Como se vê, uma das características salientes do Estado de Direito de que aqui se trata é seu comprometimento prioritário, não como o Estado e o poder instituído constitucionalmente, mas com os direitos fundamentais, inerentes à cidadania, razão de ser, justificativa primeira e última de um Estado que se pretenda verdadeiramente democrático. 9
Portanto, os princípios constitucionais fundamentais, em especial o da “dignidade humana”, norteiam o ordenamento jurídico pátrio, estabelecendo assim limites para atuação estatal na sociedade contemporânea, sobremaneira na esfera penal.
3. Bens jurídicos constitucionais
A Constituição Federal delimita quais são os bens jurídicos relevantes carecedores de proteção do Direito Penal (vida, liberdade, propriedade, igualdade, segurança, artigo 5.º, caput). No presente estudo, apenas duas categorias de “bens jurídico-penais individuais merecem destaques”: a) os bens jurídicos denominados personalismos, como a vida, a integridade física, a liberdade, a honra; b) e os bens pessoais, como o patrimônio. 10 Bem jurídico é aquele que esteja a exigir uma proteção especial, no âmbito normativo penal, por se revelarem insuficientes em relação a ele, as garantias oferecidas pelo ordenamento jurídico em outras áreas extrapenais. 11
Vale ressaltar, que o legislador ordinário penal, visando à incriminação de certas condutas, deve sempre se nortear pelas diretrizes estabelecidas na Constituição Federal e os valores nela consagrados para definir os bens jurídicos, tendo em conta o caráter limitativo da tutela penal, pois, como já enfatizado, os bens dignos ou merecedores de tutela penal são, em princípio, os de indicação constitucional especifica e aqueles que se encontram em harmonia com a noção de Estado de Direito.

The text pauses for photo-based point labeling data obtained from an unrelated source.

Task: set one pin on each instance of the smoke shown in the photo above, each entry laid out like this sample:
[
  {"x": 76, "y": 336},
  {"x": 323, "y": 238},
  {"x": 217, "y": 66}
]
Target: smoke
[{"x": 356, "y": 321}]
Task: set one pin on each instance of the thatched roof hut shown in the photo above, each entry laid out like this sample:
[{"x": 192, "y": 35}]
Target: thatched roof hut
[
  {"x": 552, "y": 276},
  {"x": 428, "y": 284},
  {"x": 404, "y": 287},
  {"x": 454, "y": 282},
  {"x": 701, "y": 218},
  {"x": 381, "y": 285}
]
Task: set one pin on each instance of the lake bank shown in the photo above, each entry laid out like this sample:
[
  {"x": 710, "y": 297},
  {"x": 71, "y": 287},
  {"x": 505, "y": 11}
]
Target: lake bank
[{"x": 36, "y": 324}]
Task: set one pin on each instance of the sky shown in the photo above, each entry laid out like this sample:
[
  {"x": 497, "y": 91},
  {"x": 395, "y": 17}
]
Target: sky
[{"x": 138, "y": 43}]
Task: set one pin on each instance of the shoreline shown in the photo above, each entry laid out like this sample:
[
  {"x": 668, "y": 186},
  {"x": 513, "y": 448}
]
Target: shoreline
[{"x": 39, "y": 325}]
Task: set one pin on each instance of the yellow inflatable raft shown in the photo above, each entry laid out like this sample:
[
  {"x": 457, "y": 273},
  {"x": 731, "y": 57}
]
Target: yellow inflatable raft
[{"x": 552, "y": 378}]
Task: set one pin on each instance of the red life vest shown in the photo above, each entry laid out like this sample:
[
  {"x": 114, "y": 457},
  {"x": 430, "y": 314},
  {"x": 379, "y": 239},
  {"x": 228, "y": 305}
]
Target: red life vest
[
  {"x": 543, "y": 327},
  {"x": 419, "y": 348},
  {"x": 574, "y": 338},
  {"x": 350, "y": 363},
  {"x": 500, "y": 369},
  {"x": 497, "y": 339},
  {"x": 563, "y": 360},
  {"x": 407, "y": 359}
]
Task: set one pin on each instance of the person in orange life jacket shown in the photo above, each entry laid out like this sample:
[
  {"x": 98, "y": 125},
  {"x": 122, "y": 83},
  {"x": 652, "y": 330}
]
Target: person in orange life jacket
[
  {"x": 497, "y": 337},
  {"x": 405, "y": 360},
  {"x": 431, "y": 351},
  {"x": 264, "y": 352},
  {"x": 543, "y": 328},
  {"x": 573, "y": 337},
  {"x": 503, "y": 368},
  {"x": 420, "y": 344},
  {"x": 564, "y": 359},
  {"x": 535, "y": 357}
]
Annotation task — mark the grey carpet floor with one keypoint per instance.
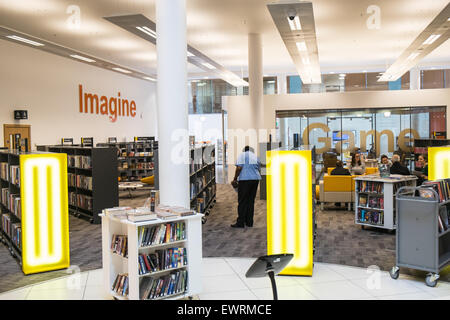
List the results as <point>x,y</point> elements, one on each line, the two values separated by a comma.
<point>339,241</point>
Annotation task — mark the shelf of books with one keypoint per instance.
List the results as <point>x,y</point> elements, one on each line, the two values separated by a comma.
<point>136,160</point>
<point>92,179</point>
<point>151,255</point>
<point>21,209</point>
<point>202,178</point>
<point>375,199</point>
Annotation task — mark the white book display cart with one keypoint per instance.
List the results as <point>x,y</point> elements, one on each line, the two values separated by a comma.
<point>375,199</point>
<point>185,242</point>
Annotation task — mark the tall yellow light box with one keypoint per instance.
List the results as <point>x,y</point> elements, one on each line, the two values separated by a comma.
<point>45,217</point>
<point>438,163</point>
<point>289,208</point>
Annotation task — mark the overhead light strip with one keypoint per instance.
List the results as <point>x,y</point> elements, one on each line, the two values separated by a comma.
<point>17,38</point>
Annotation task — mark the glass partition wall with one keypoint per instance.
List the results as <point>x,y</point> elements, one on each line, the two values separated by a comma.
<point>374,131</point>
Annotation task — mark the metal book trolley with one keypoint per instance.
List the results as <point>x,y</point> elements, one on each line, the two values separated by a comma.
<point>419,243</point>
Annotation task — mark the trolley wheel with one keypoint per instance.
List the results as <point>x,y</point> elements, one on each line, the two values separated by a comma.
<point>394,272</point>
<point>431,279</point>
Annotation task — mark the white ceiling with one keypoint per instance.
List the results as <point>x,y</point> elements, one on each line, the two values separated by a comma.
<point>219,29</point>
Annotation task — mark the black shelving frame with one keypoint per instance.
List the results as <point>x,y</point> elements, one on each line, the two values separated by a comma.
<point>202,167</point>
<point>130,174</point>
<point>105,189</point>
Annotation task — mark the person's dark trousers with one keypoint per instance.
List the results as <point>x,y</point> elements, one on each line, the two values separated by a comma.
<point>246,198</point>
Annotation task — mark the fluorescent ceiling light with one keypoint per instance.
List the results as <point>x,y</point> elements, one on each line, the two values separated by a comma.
<point>301,46</point>
<point>208,65</point>
<point>148,31</point>
<point>295,23</point>
<point>34,43</point>
<point>81,58</point>
<point>412,56</point>
<point>121,70</point>
<point>432,39</point>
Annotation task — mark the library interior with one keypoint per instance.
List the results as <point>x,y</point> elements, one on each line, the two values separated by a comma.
<point>224,150</point>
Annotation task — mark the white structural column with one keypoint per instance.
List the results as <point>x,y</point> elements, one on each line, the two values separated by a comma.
<point>255,79</point>
<point>414,79</point>
<point>173,131</point>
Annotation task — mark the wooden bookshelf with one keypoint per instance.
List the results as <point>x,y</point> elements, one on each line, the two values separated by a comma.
<point>101,169</point>
<point>375,199</point>
<point>113,266</point>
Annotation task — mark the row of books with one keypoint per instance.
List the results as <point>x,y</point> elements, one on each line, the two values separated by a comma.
<point>12,202</point>
<point>119,245</point>
<point>13,230</point>
<point>79,181</point>
<point>161,233</point>
<point>81,201</point>
<point>121,285</point>
<point>369,186</point>
<point>365,200</point>
<point>84,162</point>
<point>443,219</point>
<point>204,198</point>
<point>162,260</point>
<point>173,283</point>
<point>370,216</point>
<point>441,186</point>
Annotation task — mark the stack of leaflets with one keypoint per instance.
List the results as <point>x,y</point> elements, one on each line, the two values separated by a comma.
<point>141,214</point>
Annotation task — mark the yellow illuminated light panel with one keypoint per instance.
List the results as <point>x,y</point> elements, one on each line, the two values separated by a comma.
<point>438,163</point>
<point>289,209</point>
<point>45,220</point>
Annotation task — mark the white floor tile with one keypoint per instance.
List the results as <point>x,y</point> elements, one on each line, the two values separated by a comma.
<point>93,292</point>
<point>321,273</point>
<point>284,293</point>
<point>337,290</point>
<point>229,295</point>
<point>19,294</point>
<point>223,283</point>
<point>55,294</point>
<point>386,286</point>
<point>216,267</point>
<point>95,278</point>
<point>409,296</point>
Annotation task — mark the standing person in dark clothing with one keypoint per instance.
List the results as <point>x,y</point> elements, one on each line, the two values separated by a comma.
<point>340,170</point>
<point>247,178</point>
<point>397,167</point>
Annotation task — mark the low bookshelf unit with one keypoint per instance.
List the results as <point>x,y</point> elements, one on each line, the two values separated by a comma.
<point>152,260</point>
<point>375,199</point>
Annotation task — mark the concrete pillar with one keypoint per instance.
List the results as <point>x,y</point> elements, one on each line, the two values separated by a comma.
<point>173,130</point>
<point>414,79</point>
<point>255,77</point>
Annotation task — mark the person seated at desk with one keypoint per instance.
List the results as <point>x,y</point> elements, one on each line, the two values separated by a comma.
<point>339,170</point>
<point>422,172</point>
<point>358,165</point>
<point>397,167</point>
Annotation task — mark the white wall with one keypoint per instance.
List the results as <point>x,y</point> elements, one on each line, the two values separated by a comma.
<point>238,108</point>
<point>47,86</point>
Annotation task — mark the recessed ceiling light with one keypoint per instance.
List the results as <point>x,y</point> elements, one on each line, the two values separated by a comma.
<point>432,39</point>
<point>121,70</point>
<point>301,46</point>
<point>81,58</point>
<point>34,43</point>
<point>208,65</point>
<point>294,24</point>
<point>148,31</point>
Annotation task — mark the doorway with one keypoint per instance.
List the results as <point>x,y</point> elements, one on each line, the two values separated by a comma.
<point>17,136</point>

O recurso à privação de liberdade deve ser a ultima ratio, quando absolutamente indispensável. 12
Uma vez violado bem jurídico-penal, nasce para o Estado o dever de prestar a tutela jurisdicional à sociedade, por meio do devido processo legal, com vistas a punir o infrator da norma repressora, segregando-lhe o bem jurídico-constitucional mais caro, depois da vida, a liberdade de locomoção.
Qualquer que seja o bem jurídico-penal individual violado, sempre resultará em ofensa à dignidade humana da vítima. Por outro lado, sem a fiel observância do devido processo legal (e penal), no tocante a persecução penal, o investigado, indiciado ou acusado, de igual forma, também terá sua dignidade humana violada, mas pelo Estado.
4. Direitos e garantias fundamentais do acusado e processo penal
A dignidade humana, como foi visto, a partir da Constituição brasileira de 1998 passou a ser parâmetro de interpretação jurídica para todas as áreas do Direito, de sorte que, sem exagero, o sistema jurídico pátrio gravita em torno desse fundamental princípio.
Para salvaguardar ou proteger mencionado princípio, a mesma Lei Maior estabeleceu um extenso rol de direitos e garantias fundamentais, notadamente no âmbito do Direito Penal e Processual Penal, tanto que a doutrina nacional passou a denominá-los de “Constituição Penal”, “Processo Penal Constitucional”, dentre outros, justamente porque tal norma fundamental cuidou de prevê-los.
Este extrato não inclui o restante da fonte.